O Partido Socialista (PS) concedeu a sua nomeação para as eleições municipais de Perpignan à lista da vice-presidente da região da Occitânia Agnès Langevine (Praça Pública) em detrimento do socialista Mathias Blanc, informou a liderança do partido à Agence France-Presse (AFP) no domingo, 8 de fevereiro.
O objetivo é “ficar juntos para deixar o menor espaço possível para [Louis] Aliot »atual prefeito de Perpignan sob o rótulo de Rally Nacional, disse à AFP um membro da comissão eleitoral do PS.
“O Partido Socialista decidiu vir fortalecer a nossa união em Perpignan”saudou a AFP Mmeu Langevine, vendo nesta decisão “Responsabilidade acima de tudo e eficiência para vencer Louis Aliot, pois é disso que se trata em Perpignan”. “É uma escolha que esclarece para os eleitores, para os eleitores de esquerda, para os eleitores socialistas, porque muitos nos disseram que se sentiram reféns destas duas propostas de lista. Hoje o esclarecimento está feito”também afirmou Mmeu Langevine, cuja lista “Mais forte para Perpignan” se apresenta como uma lista de união da esquerda e do centro, com a advogada Annabelle Brunet.
A pedido da AFP, Blanc, chefe de uma lista denominada “Perpignan Caso contrário” e composta nomeadamente por activistas do PS, do Partido Comunista Francês ou do Partido da Esquerda Radical (PRG), não foi contactado na noite de domingo.

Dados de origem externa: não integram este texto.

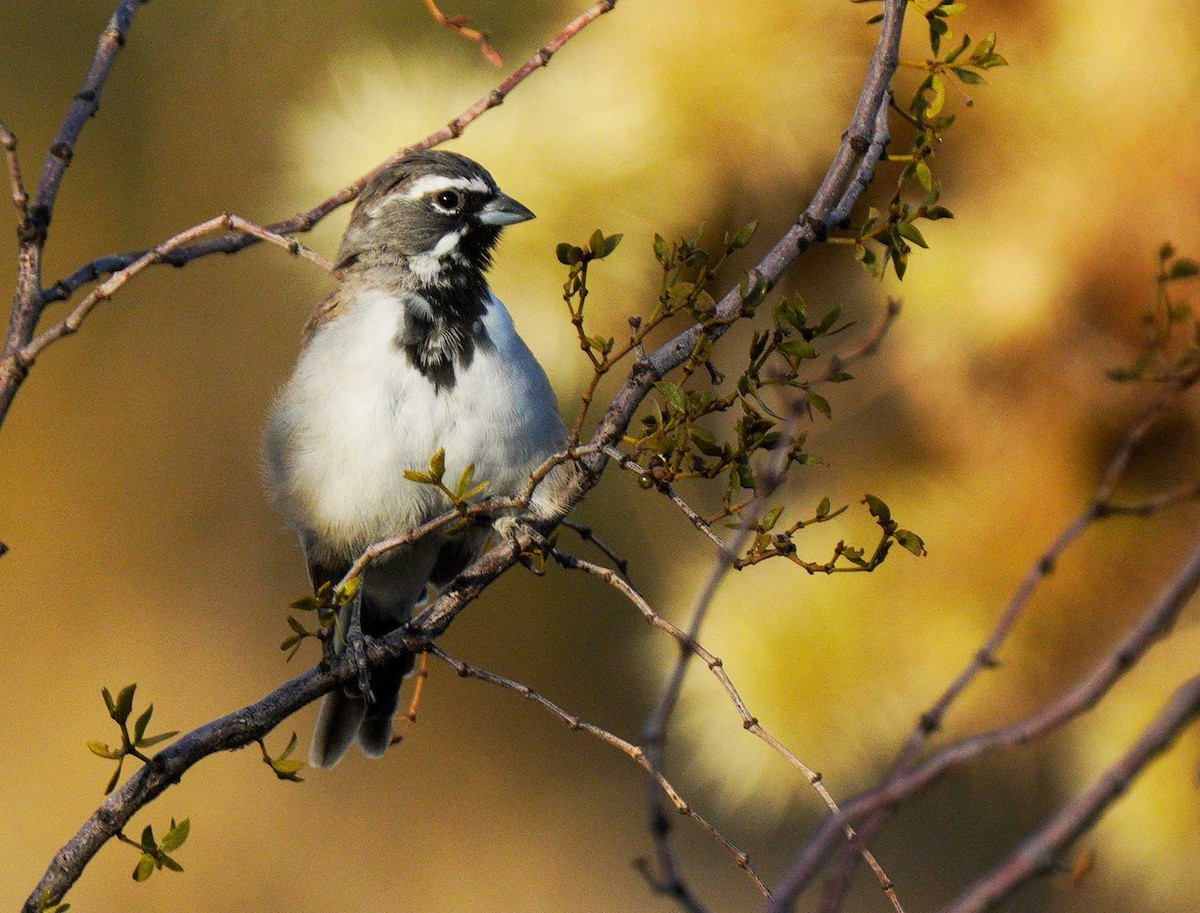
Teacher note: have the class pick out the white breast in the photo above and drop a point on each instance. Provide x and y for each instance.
(355, 415)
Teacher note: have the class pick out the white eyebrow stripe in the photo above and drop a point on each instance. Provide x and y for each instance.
(433, 182)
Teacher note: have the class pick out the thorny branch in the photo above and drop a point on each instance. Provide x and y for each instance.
(31, 298)
(459, 24)
(1153, 624)
(1099, 506)
(1039, 853)
(849, 174)
(634, 751)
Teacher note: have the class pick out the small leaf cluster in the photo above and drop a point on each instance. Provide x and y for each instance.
(1170, 350)
(285, 767)
(575, 289)
(46, 904)
(327, 604)
(769, 542)
(895, 230)
(120, 709)
(676, 439)
(155, 856)
(463, 490)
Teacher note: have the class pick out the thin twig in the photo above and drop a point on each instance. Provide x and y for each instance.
(837, 191)
(1153, 625)
(628, 748)
(29, 300)
(459, 24)
(1098, 506)
(588, 535)
(414, 704)
(16, 182)
(105, 290)
(714, 664)
(1039, 852)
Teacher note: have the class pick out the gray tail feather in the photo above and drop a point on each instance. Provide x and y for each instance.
(341, 715)
(346, 716)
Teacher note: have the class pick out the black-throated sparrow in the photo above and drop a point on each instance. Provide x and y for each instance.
(409, 354)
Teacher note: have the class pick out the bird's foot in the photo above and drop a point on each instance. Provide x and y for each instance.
(357, 647)
(529, 545)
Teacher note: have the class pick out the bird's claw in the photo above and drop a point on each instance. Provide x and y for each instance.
(357, 647)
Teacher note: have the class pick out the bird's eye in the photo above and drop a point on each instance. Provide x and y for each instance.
(448, 200)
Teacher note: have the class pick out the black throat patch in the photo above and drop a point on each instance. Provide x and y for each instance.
(443, 326)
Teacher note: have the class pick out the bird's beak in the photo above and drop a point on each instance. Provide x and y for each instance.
(503, 210)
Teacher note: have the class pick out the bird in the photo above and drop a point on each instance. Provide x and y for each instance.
(409, 354)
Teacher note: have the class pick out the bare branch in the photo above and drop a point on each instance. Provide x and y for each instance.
(83, 107)
(305, 221)
(16, 182)
(29, 301)
(1098, 508)
(459, 24)
(859, 150)
(749, 721)
(1038, 853)
(1155, 624)
(105, 290)
(616, 742)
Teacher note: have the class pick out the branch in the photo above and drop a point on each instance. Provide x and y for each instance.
(31, 298)
(1155, 624)
(459, 24)
(616, 742)
(855, 162)
(105, 290)
(28, 300)
(1038, 853)
(1099, 506)
(749, 721)
(16, 182)
(305, 221)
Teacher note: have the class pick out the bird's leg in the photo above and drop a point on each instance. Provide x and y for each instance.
(357, 646)
(513, 529)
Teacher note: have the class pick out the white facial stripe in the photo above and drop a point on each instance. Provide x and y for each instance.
(433, 182)
(427, 186)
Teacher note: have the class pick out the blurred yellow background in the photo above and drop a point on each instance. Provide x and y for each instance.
(144, 548)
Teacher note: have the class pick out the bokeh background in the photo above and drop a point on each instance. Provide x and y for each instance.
(144, 548)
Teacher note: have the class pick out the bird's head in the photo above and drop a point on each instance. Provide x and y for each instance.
(432, 214)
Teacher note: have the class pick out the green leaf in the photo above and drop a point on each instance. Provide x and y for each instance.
(910, 232)
(660, 250)
(124, 703)
(1182, 269)
(144, 869)
(911, 541)
(877, 508)
(166, 862)
(174, 838)
(438, 464)
(139, 726)
(798, 348)
(772, 518)
(155, 739)
(675, 396)
(743, 235)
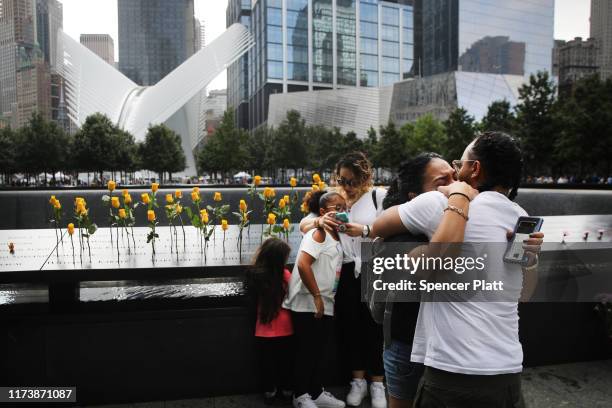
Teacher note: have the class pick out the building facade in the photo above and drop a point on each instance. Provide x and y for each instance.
(601, 31)
(489, 36)
(305, 45)
(155, 37)
(100, 44)
(577, 59)
(25, 78)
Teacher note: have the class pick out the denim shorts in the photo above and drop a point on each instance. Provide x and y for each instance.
(401, 374)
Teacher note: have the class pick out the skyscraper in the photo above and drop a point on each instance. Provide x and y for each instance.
(601, 31)
(318, 44)
(100, 44)
(155, 36)
(24, 75)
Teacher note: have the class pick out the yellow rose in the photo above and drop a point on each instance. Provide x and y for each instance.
(271, 219)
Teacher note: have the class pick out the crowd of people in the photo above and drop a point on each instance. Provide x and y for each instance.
(425, 354)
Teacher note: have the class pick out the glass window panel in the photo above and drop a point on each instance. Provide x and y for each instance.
(390, 64)
(368, 12)
(390, 15)
(369, 30)
(408, 35)
(275, 69)
(390, 79)
(390, 33)
(297, 72)
(369, 78)
(275, 52)
(275, 16)
(369, 46)
(275, 34)
(369, 62)
(297, 54)
(407, 51)
(390, 49)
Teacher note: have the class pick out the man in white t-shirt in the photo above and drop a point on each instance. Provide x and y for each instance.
(471, 350)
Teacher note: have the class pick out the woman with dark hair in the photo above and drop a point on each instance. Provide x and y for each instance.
(268, 282)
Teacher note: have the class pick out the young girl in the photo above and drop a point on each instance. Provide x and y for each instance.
(273, 328)
(311, 300)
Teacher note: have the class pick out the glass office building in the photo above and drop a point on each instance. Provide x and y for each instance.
(303, 45)
(488, 36)
(155, 36)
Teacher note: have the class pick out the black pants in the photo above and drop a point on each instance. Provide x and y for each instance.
(442, 389)
(312, 339)
(360, 338)
(275, 362)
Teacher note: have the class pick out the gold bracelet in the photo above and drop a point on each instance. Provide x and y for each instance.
(457, 210)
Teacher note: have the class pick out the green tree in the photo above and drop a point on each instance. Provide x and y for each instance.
(499, 117)
(460, 131)
(536, 125)
(8, 152)
(43, 147)
(427, 134)
(162, 151)
(95, 147)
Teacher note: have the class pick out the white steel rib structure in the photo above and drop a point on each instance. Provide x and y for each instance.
(92, 86)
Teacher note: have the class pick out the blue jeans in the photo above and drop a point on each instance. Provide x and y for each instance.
(401, 374)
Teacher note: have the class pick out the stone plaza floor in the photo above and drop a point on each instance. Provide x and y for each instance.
(579, 385)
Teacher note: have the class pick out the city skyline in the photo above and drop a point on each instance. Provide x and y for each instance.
(571, 20)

Olivier Faure pede uma “barragem” contra a extrema direita
No mesmo dia, domingo, o primeiro secretário do partido rosa, Olivier Faure, convocou, diante de mais de 1.200 pessoas reunidas no salão Mutualité, em Paris, para a realização de uma votação “o primeiro dique, a primeira barreira ao RN e a direita equivocada” tendo em vista as eleições presidenciais de 2027, para as quais ainda defende, apesar das crescentes críticas, a realização de primárias de esquerda.
O Partido Socialista, que tem atualmente 1.200 presidentes de câmara e governa um quarto das cidades com mais de 20.000 habitantes, apresenta mais de 2.000 candidatos líderes às eleições autárquicas. Ele espera conquistas em Saint-Etienne, Limoges, Amiens ou Toulouse.
Para isso, Olivier Faure apelou aos jovens para não ceder “à tentação da confiança cega” à extrema direita, convidando-o a “rejeite gurus, pensamentos prontos ou slogans cativantes sem futuro”.
O primeiro secretário, fervoroso defensor da concentração da esquerda, voltou a defender a união com os seus parceiros, excluindo La France insoumise, para as eleições municipais mas também para as eleições presidenciais, através de primárias. Pela primeira vez “socialistas, comunistas, ecologistas, activistas da Praça Pública, After ou Debout” deixar “unidos, desde o primeiro turno na maioria das nossas cidades”ele enfatizou.